Article in the EU VAT Directive 2006/112/EC

Article 2(1)(a), 9(1), 167, 168 and 178 of the EU VAT Directive 2006/112/EC.

Article 2 (Scope of VAT)
1. The following transaactions shall be subject to VAT:
(a) the supply of goods for consideration within the territory of a Member State by a taxable person acting as such

Article 9 (Taxable person)
1. ‘Taxable person’ shall mean any person who, independently, carries out in any place any economic activity, whatever the purpose or results of that activity.
Any activity of producers, traders or persons supplying services, including mining and agricultural activities and activities of the professions, shall be regarded as ‘economic activity’. The exploitation of tangible or intangible property for the purposes of obtaining income there from on a continuing basis shall in particular be regarded as an economic activity.

Article 167 (Right to deduct VAT)
A right of deduction shall arise at the time the deductible tax becomes chargeable.

Article 168
In so far as the goods and services are used for the purposes of the taxed transactions of a taxable person, the taxable person shall be entitled, in the Member State in which he carries out these transactions, to deduct the following from the VAT which he is liable to pay:
(a) the VAT due or paid in that Member State in respect of supplies to him of goods or services, carried out or to be carried out by another taxable person;
(b) the VAT due in respect of transactions treated as supplies of goods or services pursuant to Article 18(a) and Article 27;
(c) the VAT due in respect of intra-Community acquisitions of goods pursuant to Article 2(1)(b)(i);
(d) the VAT due on transactions treated as intra-Community acquisitions in accordance with Articles 21 and 22;
(e) the VAT due or paid in respect of the importation of goods into that Member State.

Article 178 (Rules governing exercise of the right of deduction)
In order to exercise the right of deduction, a taxable person must meet the following conditions:
(a) for the purposes of deductions pursuant to Article 168(a), in respect of the supply of goods or services, he must hold an invoice drawn up in accordance with Sections 3 to 6 of Chapter 3 of Title XI;
(b) for the purposes of deductions pursuant to Article 168(b), in respect of transactions treated as the supply of goods or services, he must comply with the formalities as laid down by each Member State;
(c) for the purposes of deductions pursuant to Article 168(c), in respect of the intra-Community acquisition of goods, he must set out in the VAT return provided for in Article 250 all the information needed for the amount of VAT due on his intra-Community acquisitions of goods to be calculated and he must hold an invoice drawn up in accordance with Sections 3 to 5 of Chapter 3 of Title XI;
(d) for the purposes of deductions pursuant to Article 168(d), in respect of transactions treated as intra-Community acquisitions of goods, he must complete the formalities as laid down by each Member State;
(e) for the purposes of deductions pursuant to Article 168(e), in respect of the importation of goods, he must hold an import document specifying him as consignee or importer, and stating the amount of VAT due or enabling that amount to be calculated;
(f) when required to pay VAT as a customer where Articles 194 to 197 or Article 199 apply, he must comply with the formalities as laid down by each Member State.


Facts

  • .The Revenue Authority served on the company Vigna Ottieri S.r.l., which was subsequently taken over by Feudi di San Gregorio Aziende Agricole S.p.A., a notice of assessment by which, for the 2008 tax year, it classified the company as a shell company, on the ground that the value of the transactions which the company had recorded in its accounts was less than the revenue threshold below which companies are deemed, under national legislation, to be non-operating companies.
  • By the same notice of assessment, the Revenue Authority initiated the recovery of unpaid taxes and rejected the company’s claim for a VAT credit of EUR 42 108 which the company had proposed to apply in the following financial year.
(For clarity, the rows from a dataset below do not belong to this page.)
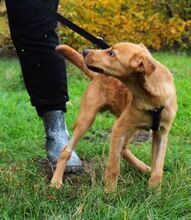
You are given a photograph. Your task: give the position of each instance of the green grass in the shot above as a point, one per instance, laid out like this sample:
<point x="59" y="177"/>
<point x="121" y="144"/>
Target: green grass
<point x="24" y="189"/>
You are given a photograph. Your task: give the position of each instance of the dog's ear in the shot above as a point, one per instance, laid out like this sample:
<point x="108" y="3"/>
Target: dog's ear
<point x="142" y="64"/>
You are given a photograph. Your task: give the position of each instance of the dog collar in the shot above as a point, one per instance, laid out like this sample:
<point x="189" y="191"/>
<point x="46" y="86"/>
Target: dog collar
<point x="156" y="116"/>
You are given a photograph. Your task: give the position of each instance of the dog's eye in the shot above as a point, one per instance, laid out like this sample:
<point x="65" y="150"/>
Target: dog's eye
<point x="111" y="53"/>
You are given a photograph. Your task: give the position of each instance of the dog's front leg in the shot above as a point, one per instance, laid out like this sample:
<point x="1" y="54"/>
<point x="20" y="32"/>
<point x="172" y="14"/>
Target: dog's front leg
<point x="159" y="146"/>
<point x="120" y="133"/>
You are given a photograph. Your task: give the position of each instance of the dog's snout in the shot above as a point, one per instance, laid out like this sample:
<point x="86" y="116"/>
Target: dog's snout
<point x="85" y="52"/>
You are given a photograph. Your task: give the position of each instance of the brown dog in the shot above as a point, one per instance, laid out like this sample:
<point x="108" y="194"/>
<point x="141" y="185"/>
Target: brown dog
<point x="146" y="86"/>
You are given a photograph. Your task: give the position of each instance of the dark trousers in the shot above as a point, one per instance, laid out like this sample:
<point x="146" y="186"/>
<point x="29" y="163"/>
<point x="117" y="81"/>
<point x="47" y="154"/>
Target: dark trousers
<point x="44" y="71"/>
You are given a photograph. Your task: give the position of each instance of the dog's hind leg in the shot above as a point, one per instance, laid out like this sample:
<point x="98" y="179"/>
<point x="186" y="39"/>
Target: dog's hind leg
<point x="88" y="110"/>
<point x="131" y="158"/>
<point x="158" y="155"/>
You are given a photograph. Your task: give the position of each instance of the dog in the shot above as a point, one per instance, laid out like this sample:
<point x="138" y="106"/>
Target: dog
<point x="135" y="87"/>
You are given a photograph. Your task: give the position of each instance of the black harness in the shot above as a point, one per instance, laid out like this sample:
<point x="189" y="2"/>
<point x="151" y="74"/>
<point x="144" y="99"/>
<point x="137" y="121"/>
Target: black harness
<point x="156" y="116"/>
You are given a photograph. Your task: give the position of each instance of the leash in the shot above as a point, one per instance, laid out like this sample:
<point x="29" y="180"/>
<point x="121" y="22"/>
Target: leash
<point x="156" y="115"/>
<point x="65" y="21"/>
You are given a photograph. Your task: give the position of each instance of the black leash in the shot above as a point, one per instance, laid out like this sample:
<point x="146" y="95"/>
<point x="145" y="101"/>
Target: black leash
<point x="63" y="20"/>
<point x="156" y="115"/>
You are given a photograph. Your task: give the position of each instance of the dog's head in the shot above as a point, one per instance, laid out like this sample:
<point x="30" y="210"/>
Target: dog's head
<point x="122" y="60"/>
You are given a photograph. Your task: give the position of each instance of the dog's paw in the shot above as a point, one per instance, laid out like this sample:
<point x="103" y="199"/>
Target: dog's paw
<point x="154" y="181"/>
<point x="56" y="185"/>
<point x="110" y="187"/>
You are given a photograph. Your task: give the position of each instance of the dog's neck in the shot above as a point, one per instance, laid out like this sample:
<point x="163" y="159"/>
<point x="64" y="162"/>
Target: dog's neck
<point x="151" y="91"/>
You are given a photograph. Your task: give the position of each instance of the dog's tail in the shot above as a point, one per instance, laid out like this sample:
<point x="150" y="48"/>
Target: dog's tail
<point x="76" y="58"/>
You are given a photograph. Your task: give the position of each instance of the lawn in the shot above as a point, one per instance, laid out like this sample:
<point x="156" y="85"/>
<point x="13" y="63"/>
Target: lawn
<point x="24" y="184"/>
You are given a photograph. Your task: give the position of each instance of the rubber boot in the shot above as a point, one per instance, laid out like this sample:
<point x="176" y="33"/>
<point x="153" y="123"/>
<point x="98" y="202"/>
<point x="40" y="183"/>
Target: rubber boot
<point x="56" y="138"/>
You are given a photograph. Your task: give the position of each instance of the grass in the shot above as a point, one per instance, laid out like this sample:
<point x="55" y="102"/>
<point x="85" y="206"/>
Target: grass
<point x="25" y="193"/>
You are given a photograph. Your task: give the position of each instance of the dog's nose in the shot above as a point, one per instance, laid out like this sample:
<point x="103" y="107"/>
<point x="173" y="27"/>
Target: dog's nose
<point x="85" y="52"/>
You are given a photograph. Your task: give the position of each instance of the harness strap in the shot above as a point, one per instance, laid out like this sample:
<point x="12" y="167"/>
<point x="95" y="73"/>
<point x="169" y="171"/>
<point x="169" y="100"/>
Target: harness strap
<point x="63" y="20"/>
<point x="156" y="116"/>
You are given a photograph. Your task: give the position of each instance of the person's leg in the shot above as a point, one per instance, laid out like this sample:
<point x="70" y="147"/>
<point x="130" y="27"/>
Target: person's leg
<point x="44" y="72"/>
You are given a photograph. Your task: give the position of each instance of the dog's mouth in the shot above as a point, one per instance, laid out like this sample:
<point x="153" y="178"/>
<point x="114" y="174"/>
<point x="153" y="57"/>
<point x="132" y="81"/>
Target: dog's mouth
<point x="95" y="69"/>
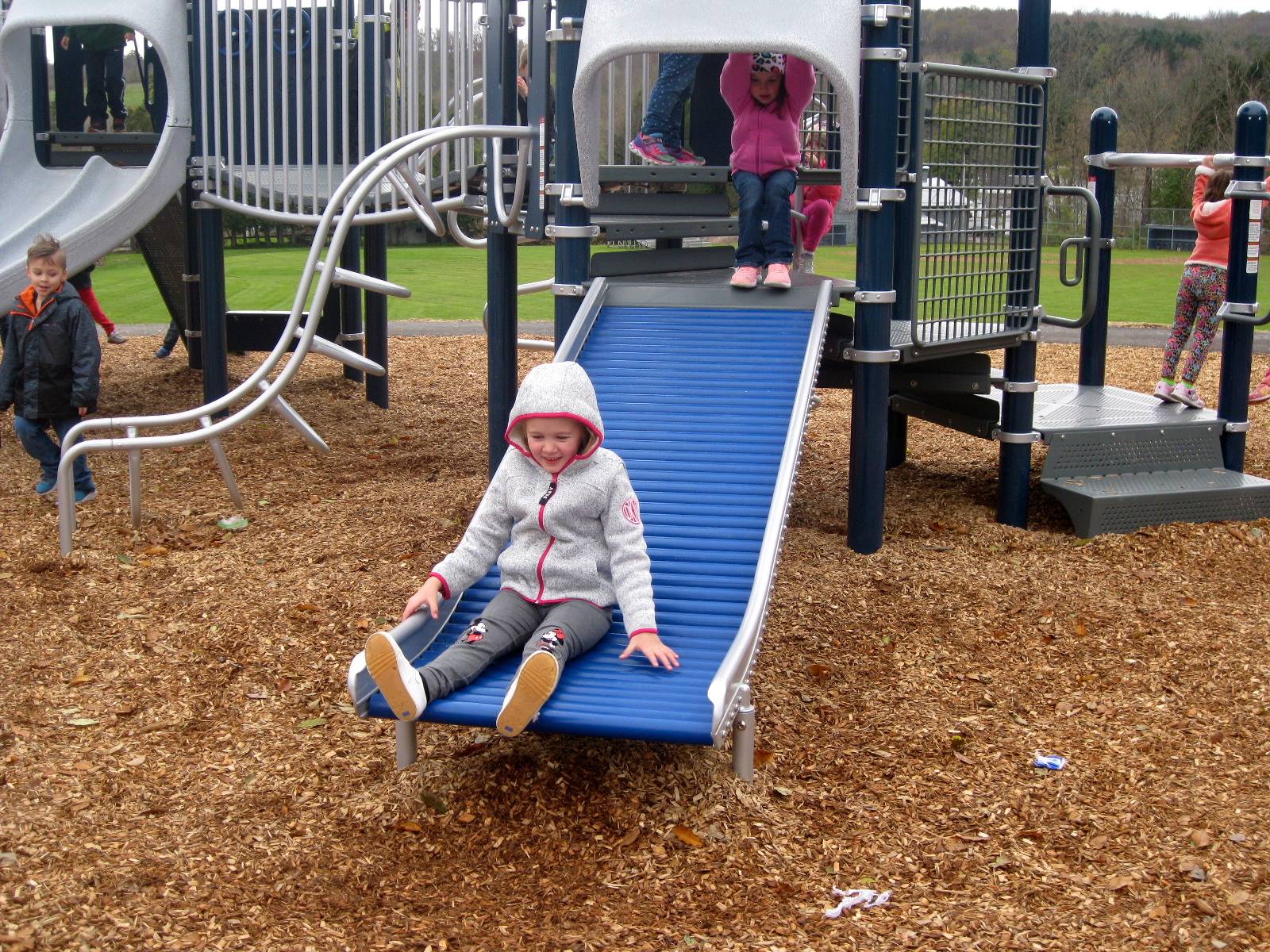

As justification for its rejection of that claim, the Revenue Authority stated that the company had not carried out, over the course of three successive tax periods, relevant transactions for VAT purposes of such an amount as would satisfy the criteria of the so-called operational test.
  • The Revenue Authority also stated that, for the purposes of the operational test, the company’s sale of fixed assets and of the right to use a trade mark could not be taken into consideration, since they amounted to the sale of part of the business and, as such, fell outside the scope of VAT.
  • The company appealed against that notice of assessment. In particular, it argued that there had been no transfer of part of its business, in that there was no proof that the transferee was carrying on an activity which had previously been carried on by the transferor.
  • La Commissione tributaria provinciale di Avellino (Provincial Tax Court, Avellino) dismissed that appeal by judgment of 18 April 2012.
  • The company appealed against that judgment to the Commissione tributaria regionale della Campania (Regional Tax Court for Campania), which rejected that appeal by judgment of 15 October 2013. That court ruled that, as the Revenue Authority had asserted, the sale of fixed assets and of the right to use the trade mark constituted the sale by the company of part of its business, and for that reason those transactions had to be regarded as falling outside the scope of VAT.
  • The company brought an appeal on a point of law against that judgment before the referring court.

Questions

  • Is Article 9(1) of Directive 2006/112 to be interpreted as meaning that the status of taxable person, and consequently the right to deduct input VAT paid or to be reimbursed input VAT paid, may be refused where, in three consecutive years, the relevant transactions for VAT purposes carried out are of a value which is not deemed commensurate ‒ in that it is too low ‒ with what may, according to criteria pre-determined by law, reasonably be expected from the available assets and the person or entity concerned is unable to demonstrate, as justification for that fact, the existence of objective circumstances which have caused that result?
  • In the event that the first question is answered in the negative, do Article 167 of Directive 2006/112, the general principle of VAT neutrality and the general principle that any restriction of the right to deduct VAT must be proportional preclude a provision of national law such as Article 30(4) of Law No 724 of 1994, under which the right to deduct input VAT paid on purchases or to be reimbursed such VAT or to use such VAT in a subsequent tax period may be refused where, in three consecutive tax periods, the relevant transactions for VAT purposes carried out are of a value which is not deemed commensurate ‒ in that it is too low ‒ with what may, according to criteria pre-determined by law, reasonably be expected from the available assets for three consecutive years and the taxable person concerned is unable to demonstrate, as justification for that fact, the existence of objective circumstances which have caused that result?
  • In the event that the second question is answered in the negative, do the EUlaw principles of legal certainty and of the protection of legitimate expectations preclude a provision of national law such as Article 30(4) of Law No 724 of 1994, under which the right the deduct input VAT paid on purchases or to be  reimbursed such VAT or to use such VAT in a subsequent tax period may be refused where, in three consecutive tax periods, the relevant transactions for VAT  purposes carried out are of a value which is not deemed commensurate ‒ in that it is too low ‒ with what may, according to criteria pre-determined by law, reasonably be expected from the available assets for three consecutive years and the taxable person concerned is unable to demonstrate, as justification for that fact, the existence of objective circumstances which have caused that result?